Why AMD's next-gen console victories are a big win for PC gamers @ PCWorld
PC gamers are used to being second-class citizens. Sure, we get our share of MMOs (such as World of Warplanes and Star Wars: The Old Republic) and complex real-time strategy games (like Company of Heroes 2) and the occasional gloriously detailed first-person shooter (hello, Crysis 3!). But in general, most big-name games have bypassed the PC to land on consoles and consoles alone.
“In the past, consoles have had very unique architectures compared to the PC,” says David Nalasco, a technical marketing manager with Radeon’s GPU business. This situation has made cross-platform development more difficult, and making a game for a single platform already takes a ton of time, effort, and moolah. And with all that said, Nalasco notes that the very nature of consoles makes them appealing to developers.
“If you’re a game developer trying to get the most out of your platform, you’re going to work on the one that’s most straightforward—the one you’ve worked on for years and hasn’t changed, and has a huge install base,” he says.
Hence, the PC’s aura of neglect. But with x86 blood now coursing through every platform’s virtual veins, those days may be ending.
Okay, the future of PC gaming looks bright—but don’t console ports suck? They’re always buggy, and they never look as good as good as native PC games, right? So is a flood of ports really worth getting excited about?

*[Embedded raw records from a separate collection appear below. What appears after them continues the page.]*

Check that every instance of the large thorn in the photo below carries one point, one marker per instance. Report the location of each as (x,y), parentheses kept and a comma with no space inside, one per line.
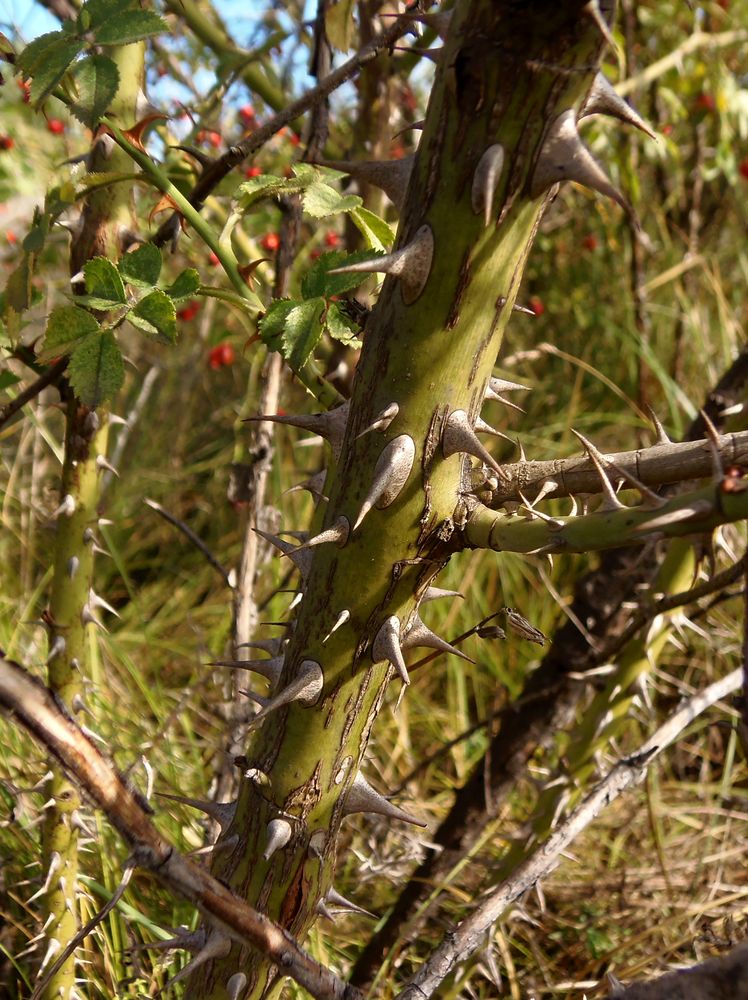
(304,689)
(302,559)
(338,533)
(421,635)
(335,898)
(339,622)
(221,812)
(486,180)
(382,420)
(270,669)
(411,264)
(329,425)
(603,99)
(386,646)
(611,501)
(392,176)
(361,797)
(390,475)
(564,157)
(459,436)
(278,835)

In this case, yes. We’re starting to get theoretical here, but the presence of a Radeon CPU and GPU in each and every console promises to make it easier for developers to optimize their games for the PC. Better optimization means better graphics and performance.
Nalasco points to the performance of the latest console games as testament to what extreme optimization can provide. The current console designs are seven years old and have a fraction of the power of modern-day gaming PCs, yet still pump out fairly impressive graphics.

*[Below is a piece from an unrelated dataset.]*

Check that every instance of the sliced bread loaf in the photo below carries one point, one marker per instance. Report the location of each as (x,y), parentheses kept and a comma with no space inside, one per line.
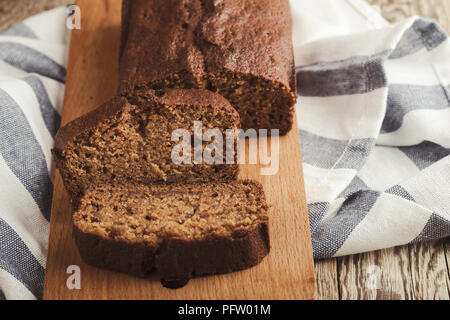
(130,140)
(179,230)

“The opportunity that we see is to get that fit and level of optimization, or something close to it, in PC games,” Nalasco says. “If you’re developing a game or a game engine and want to port it over to the PC, you don’t have to start over from scratch with your optimization. You’re starting from a base that has CPU cores that are much more similar, GPU cores that are much more similar, and other feature sets that are much more comparable.”

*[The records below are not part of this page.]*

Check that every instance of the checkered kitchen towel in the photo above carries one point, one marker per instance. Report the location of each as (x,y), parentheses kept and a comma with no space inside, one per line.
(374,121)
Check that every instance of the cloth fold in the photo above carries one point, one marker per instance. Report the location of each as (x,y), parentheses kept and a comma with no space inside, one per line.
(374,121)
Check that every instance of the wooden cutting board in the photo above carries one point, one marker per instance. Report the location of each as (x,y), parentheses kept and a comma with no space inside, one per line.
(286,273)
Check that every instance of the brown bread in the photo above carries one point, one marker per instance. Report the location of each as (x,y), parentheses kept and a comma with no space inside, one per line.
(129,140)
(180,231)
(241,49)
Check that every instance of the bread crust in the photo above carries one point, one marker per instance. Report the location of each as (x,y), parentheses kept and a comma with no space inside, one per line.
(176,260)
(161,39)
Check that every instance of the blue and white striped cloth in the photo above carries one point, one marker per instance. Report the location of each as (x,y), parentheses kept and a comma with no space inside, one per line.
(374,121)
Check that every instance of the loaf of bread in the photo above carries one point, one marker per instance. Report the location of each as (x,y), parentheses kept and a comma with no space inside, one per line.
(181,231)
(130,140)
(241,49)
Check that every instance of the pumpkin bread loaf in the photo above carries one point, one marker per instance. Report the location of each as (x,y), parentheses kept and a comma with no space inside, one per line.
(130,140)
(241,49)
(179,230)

AMD representatives stress that the company will continue pushing the envelope on PC hardware, but say that games created for the x86-based consoles will hold up well years down the line thanks to their optimizations.
Of course, you’d expect an AMD representative to say that—but Nvidia SVP Tony Tamasi said something very similar at his company’s E3 press conference.
“The PC will keep growing, but the consoles will give us that next bump,” Tamasi said. “Developers can now build really awesome content that can then scale to the PC.”
If it’s weird hearing Nvidia saying somewhat positive things about consoles powered by its rival, consider that AMD’s inclusion in consoles can benefit the general PC-gaming industry, not just AMD. Both Microsoft and Sony have announced that their consoles will support the industry-standard DirectX 11 programming language.